Connections between sequential Bayesian inference and evolutionary dynamics

TL;DR

This paper rigorously establishes a connection between continuous-time Bayesian filtering equations and evolutionary dynamics, specifically linking the Kushner-Stratonovich equation with replicator-mutator models and gradient flows.

Contribution

It provides a rigorous mathematical link between sequential Bayesian inference and evolutionary processes, including new approximation methods and applications to filtering.

Findings

Discrete filtering equations converge to Stratonovich interpretation

Connections between nonlinear stochastic filtering and replicator-mutator dynamics are established

Gradient flow formulations are explored for filtering and sampling

Abstract

It has long been posited that there is a connection between the dynamical equations describing evolutionary processes in biology and sequential Bayesian learning methods. This manuscript describes new research in which this precise connection is rigorously established in the continuous time setting. Here we focus on a partial differential equation known as the Kushner-Stratonovich equation describing the evolution of the posterior density in time.

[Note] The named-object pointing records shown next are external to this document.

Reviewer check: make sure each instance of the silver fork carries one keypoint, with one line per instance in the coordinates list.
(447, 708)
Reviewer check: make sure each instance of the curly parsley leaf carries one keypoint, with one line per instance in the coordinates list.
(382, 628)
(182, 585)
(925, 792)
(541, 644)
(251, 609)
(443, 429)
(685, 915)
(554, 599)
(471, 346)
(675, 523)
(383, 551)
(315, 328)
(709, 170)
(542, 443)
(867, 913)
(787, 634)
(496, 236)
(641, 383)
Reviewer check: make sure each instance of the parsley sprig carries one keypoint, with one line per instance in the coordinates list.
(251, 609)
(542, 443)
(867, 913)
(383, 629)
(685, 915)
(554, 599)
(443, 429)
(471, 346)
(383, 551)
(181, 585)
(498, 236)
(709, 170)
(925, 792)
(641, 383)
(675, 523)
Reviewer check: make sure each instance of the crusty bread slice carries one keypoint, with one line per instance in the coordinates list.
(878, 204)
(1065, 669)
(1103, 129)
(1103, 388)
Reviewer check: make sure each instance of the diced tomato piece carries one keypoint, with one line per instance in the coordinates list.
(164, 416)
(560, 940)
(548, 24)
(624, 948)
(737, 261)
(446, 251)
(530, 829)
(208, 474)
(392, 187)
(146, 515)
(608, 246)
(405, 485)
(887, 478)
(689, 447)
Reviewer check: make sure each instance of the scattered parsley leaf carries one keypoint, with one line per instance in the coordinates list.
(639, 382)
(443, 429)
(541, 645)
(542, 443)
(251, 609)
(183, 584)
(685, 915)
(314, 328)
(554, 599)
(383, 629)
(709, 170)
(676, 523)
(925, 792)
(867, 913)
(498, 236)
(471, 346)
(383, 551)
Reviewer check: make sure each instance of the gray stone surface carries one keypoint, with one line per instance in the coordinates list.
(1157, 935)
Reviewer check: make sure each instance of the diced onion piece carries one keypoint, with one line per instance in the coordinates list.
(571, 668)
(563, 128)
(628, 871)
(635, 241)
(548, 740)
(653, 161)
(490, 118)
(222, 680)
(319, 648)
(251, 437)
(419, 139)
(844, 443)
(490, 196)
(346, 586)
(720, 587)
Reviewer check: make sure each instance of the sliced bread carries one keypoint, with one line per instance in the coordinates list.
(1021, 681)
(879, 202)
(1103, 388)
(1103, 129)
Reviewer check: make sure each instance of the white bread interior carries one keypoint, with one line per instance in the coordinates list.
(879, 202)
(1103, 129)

Of particular importance is a piecewise smooth approximation of the observation path from which the discrete time filtering equations, which are shown to converge to a Stratonovich interpretation of the Kushner-Stratonovich equation. This smooth formulation will then be used to draw precise connections between nonlinear stochastic filtering and replicator-mutator dynamics. Additionally, gradient flow formulations will be investigated as well as a form of replicator-mutator dynamics which is shown to be beneficial for the misspecified model filtering problem. It is hoped this work will spur further research into exchanges between sequential learning and evolutionary biology and to inspire new algorithms in filtering and sampling.